Sox Knock Walk-Off Dinger Right Outta Field of Dreams

Published on 12-Aug-2021 by Alan Adamsson

MLB    MLB Daily Update

Share this article


Sox Knock Walk-Off Dinger Right Outta Field of Dreams

Talk about living the dream.

It wasn't exactly fiction becoming fact when the Chicago White Sox and New York Yankees journeyed to a famous cornfield outside of Dyersville, Iowa. However, they definitely rose to the occasion with a game for the ages featuring a dramatic conclusion that good fiction just couldn't have made up.

But that's baseball.

 

MLB built the stands where the character of James Earl Jones had pointed decades ago where key scenes from Field of Dreams were filmed.

Fans had been coming to this setting for 30 years, paying tribute to a modern-day cinematic classic. This time, though, they came to see MLB pay its own tribute, morphing fiction into fact:

 

What a moment!
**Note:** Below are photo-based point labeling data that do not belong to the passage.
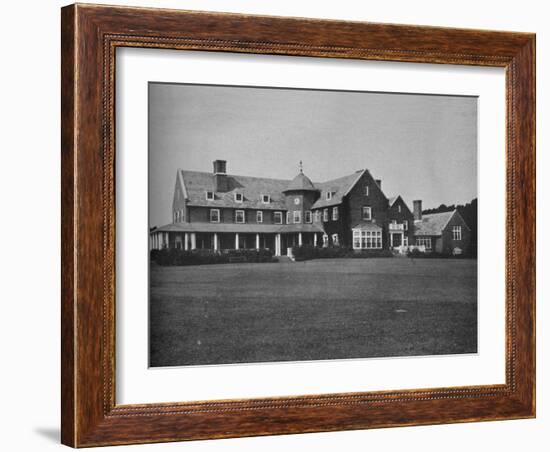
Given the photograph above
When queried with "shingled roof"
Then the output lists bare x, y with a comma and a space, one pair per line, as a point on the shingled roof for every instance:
338, 187
197, 183
433, 223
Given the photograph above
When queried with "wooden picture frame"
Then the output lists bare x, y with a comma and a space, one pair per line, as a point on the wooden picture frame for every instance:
90, 36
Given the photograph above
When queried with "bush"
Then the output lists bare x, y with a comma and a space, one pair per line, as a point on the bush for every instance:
308, 252
178, 257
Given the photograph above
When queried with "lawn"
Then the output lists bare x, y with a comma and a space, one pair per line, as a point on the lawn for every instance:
321, 309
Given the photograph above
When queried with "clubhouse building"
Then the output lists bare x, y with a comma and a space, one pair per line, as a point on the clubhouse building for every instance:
219, 211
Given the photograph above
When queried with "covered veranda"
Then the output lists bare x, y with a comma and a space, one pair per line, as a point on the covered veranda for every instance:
221, 236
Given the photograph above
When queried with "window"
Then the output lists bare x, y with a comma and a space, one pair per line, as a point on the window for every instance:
367, 213
214, 215
424, 241
457, 232
367, 239
239, 216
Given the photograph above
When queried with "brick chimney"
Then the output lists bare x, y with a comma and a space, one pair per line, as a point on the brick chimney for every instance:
220, 176
417, 210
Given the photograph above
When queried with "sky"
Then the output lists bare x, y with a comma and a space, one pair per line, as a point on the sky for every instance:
420, 146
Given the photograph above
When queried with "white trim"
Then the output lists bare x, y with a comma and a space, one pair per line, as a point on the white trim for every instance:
363, 212
237, 214
210, 215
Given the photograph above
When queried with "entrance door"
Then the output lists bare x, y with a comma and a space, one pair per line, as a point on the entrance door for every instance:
397, 240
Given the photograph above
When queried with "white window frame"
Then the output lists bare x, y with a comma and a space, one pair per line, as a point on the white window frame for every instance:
237, 216
363, 210
426, 242
457, 232
210, 215
367, 240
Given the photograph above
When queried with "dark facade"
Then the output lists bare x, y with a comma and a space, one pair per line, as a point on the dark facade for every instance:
220, 211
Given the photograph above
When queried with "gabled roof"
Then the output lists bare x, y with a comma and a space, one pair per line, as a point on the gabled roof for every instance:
197, 183
301, 183
434, 223
338, 187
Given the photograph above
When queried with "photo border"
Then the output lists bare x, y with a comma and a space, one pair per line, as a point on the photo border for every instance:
90, 36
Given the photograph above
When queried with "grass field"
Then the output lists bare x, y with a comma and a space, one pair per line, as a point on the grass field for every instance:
322, 309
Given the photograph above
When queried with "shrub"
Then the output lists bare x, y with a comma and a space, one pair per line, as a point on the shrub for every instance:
180, 257
307, 252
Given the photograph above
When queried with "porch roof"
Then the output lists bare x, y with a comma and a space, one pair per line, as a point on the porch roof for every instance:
366, 227
239, 228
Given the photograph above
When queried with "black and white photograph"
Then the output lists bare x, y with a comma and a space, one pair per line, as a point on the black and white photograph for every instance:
300, 225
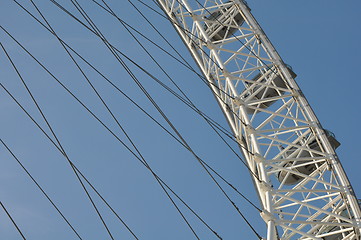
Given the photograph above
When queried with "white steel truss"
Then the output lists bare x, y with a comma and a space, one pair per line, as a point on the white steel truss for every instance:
302, 187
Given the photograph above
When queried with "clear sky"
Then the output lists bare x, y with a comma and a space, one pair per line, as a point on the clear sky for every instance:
319, 39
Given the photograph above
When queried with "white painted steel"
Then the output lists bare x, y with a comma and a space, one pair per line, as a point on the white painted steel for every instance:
302, 187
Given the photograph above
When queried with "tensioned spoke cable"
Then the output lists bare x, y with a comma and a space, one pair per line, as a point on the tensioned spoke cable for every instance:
216, 86
187, 99
204, 118
115, 119
87, 109
102, 75
180, 137
58, 142
12, 220
41, 189
95, 29
190, 102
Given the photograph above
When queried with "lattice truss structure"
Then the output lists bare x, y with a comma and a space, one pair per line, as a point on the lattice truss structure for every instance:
303, 189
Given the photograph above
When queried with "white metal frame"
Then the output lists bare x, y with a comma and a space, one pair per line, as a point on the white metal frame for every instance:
278, 133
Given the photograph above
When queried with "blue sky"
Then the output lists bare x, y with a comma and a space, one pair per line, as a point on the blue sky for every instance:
319, 39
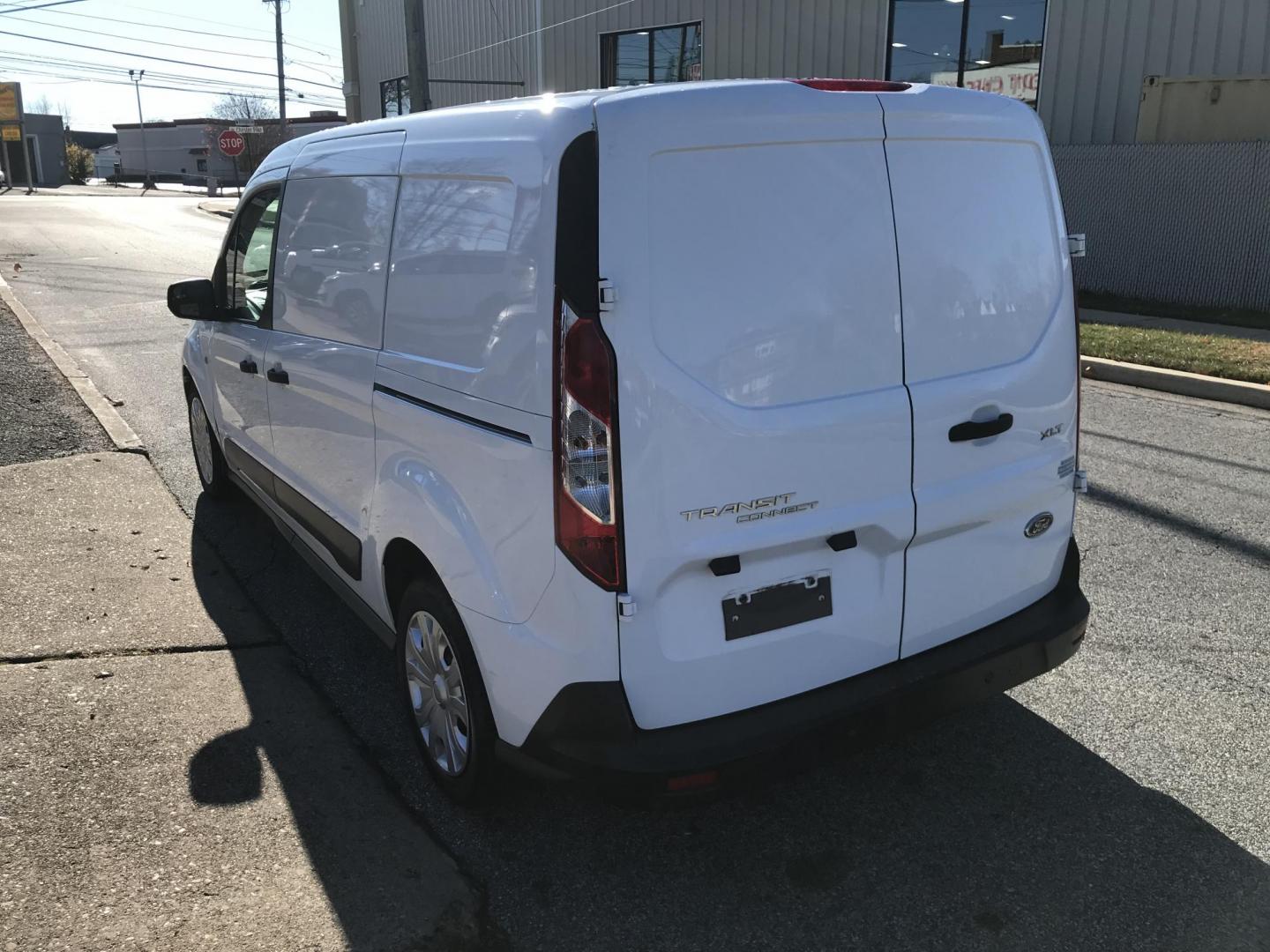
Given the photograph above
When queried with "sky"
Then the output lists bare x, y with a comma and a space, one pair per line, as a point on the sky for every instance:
235, 37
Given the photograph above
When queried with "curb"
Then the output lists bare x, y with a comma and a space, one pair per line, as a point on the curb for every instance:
221, 212
1198, 385
123, 437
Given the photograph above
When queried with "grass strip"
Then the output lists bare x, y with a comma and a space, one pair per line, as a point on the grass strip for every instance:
1214, 355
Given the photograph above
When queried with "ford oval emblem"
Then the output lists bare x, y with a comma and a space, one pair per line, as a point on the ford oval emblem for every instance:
1038, 524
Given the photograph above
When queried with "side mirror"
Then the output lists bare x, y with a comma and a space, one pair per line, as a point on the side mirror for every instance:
195, 300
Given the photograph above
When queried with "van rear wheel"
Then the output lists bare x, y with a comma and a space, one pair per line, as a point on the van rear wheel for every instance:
444, 697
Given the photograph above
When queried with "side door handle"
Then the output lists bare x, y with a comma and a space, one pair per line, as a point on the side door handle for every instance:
972, 429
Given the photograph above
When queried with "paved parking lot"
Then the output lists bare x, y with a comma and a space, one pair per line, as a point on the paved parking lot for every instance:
1119, 802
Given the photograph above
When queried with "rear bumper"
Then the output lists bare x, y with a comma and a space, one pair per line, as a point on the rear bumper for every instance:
588, 730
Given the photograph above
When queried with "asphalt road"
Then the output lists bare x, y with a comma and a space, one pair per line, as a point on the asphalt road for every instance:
94, 273
1122, 801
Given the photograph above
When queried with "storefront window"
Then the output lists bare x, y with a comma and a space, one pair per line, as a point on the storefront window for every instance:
1002, 45
655, 55
395, 97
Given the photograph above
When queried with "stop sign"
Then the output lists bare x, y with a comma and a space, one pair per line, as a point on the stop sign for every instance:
231, 143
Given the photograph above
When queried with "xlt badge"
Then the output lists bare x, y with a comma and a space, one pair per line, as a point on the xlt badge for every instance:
752, 509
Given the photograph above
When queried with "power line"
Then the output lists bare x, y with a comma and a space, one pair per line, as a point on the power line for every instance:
217, 23
533, 32
138, 40
161, 58
161, 43
179, 29
38, 6
155, 86
86, 72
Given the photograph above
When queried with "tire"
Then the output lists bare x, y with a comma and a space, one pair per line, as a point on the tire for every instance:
450, 718
208, 458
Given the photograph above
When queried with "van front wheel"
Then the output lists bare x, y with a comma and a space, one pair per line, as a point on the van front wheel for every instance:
444, 697
208, 461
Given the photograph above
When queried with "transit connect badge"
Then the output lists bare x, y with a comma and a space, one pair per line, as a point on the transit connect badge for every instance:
752, 509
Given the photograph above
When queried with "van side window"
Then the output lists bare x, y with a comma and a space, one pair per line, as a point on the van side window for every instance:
333, 258
249, 257
461, 277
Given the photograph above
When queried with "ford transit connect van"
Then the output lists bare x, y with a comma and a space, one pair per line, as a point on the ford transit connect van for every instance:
660, 429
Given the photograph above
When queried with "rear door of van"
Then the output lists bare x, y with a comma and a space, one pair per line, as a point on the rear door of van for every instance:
764, 427
990, 357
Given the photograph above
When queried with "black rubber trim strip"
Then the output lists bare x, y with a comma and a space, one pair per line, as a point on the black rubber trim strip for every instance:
324, 571
344, 547
249, 466
455, 415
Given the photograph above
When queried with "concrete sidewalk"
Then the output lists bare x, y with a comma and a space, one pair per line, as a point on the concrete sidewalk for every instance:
169, 778
224, 207
1139, 320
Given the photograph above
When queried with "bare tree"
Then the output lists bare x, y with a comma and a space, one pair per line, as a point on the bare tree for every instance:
248, 109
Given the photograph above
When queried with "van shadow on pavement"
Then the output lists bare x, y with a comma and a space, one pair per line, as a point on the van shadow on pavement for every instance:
385, 877
990, 829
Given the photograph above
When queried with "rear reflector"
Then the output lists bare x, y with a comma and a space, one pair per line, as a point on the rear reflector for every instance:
692, 781
854, 86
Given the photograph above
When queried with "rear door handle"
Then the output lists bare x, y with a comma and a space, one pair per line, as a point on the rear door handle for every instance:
972, 429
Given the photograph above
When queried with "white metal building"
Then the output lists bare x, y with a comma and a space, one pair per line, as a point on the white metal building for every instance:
187, 147
1106, 78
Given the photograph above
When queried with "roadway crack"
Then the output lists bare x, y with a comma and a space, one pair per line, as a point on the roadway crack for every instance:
132, 652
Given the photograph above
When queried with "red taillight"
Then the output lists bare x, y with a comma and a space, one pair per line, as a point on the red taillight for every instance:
854, 86
1076, 310
586, 450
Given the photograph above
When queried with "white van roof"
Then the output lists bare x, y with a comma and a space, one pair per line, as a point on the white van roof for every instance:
557, 118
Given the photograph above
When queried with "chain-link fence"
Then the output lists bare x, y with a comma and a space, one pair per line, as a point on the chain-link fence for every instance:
1177, 222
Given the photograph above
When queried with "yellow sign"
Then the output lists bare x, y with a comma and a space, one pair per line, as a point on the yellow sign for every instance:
9, 101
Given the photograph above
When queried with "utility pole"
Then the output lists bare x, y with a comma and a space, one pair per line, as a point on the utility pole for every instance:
135, 75
417, 56
282, 88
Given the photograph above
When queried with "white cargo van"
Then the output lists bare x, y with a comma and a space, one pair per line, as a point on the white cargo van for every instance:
661, 428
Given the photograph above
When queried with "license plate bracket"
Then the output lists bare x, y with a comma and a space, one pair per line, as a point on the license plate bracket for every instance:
779, 606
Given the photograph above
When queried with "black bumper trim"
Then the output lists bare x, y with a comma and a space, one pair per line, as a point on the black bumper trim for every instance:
588, 730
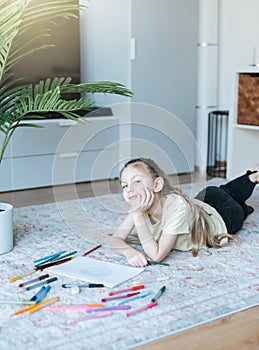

All that seemed to be missing was John Kinsella and Moonlight Graham.

On the other hand, at the end of a game that featured cowhide finding cornfield early and often, Tim Anderson wasn't missing.

Dude got full barrel:

 

Not just a walkoff, a come from behind dinger that added another footnote to this historic event:

 

No wonder the ghosts of players past chose this farmland in northeastern Iowa -- a four-hour drive from Chicago -- to reconvene. The ball travels almost as far as the players did.

There were eight blasts in all, with titans Giancarlo Stanton and Aaron Judge grabbing the theatrics with a pair of two-run bombs in the top of the ninth to take what looked to be a storybook comeback for the Yankees.

 

While a four-run, deficit-clearing half-inning is quite a development in itself, Anderson still topped it with his sorta Yankee-killing tribute to Shoeless Joe himself.

When Canadian author WP Kinsella wrote the novel that ultimately became the movie, he was actually looking beyond the game, weaving a few of its minor facts into a prose that celebrated a reality that can exist for those who are inspired to follow wherever their dreams may take them.

For Anderson and his fellow ChiSox, it was to the first-ever MLB game in the Hawkeye State and a dramatic 9-8 victory:

 

There's absolutely zero doubt a tradition has been born.

With even less doubt that MLB will make the most of it.

And why wouldn't they? This was as awesome as a regular-season game in the middle of August can get.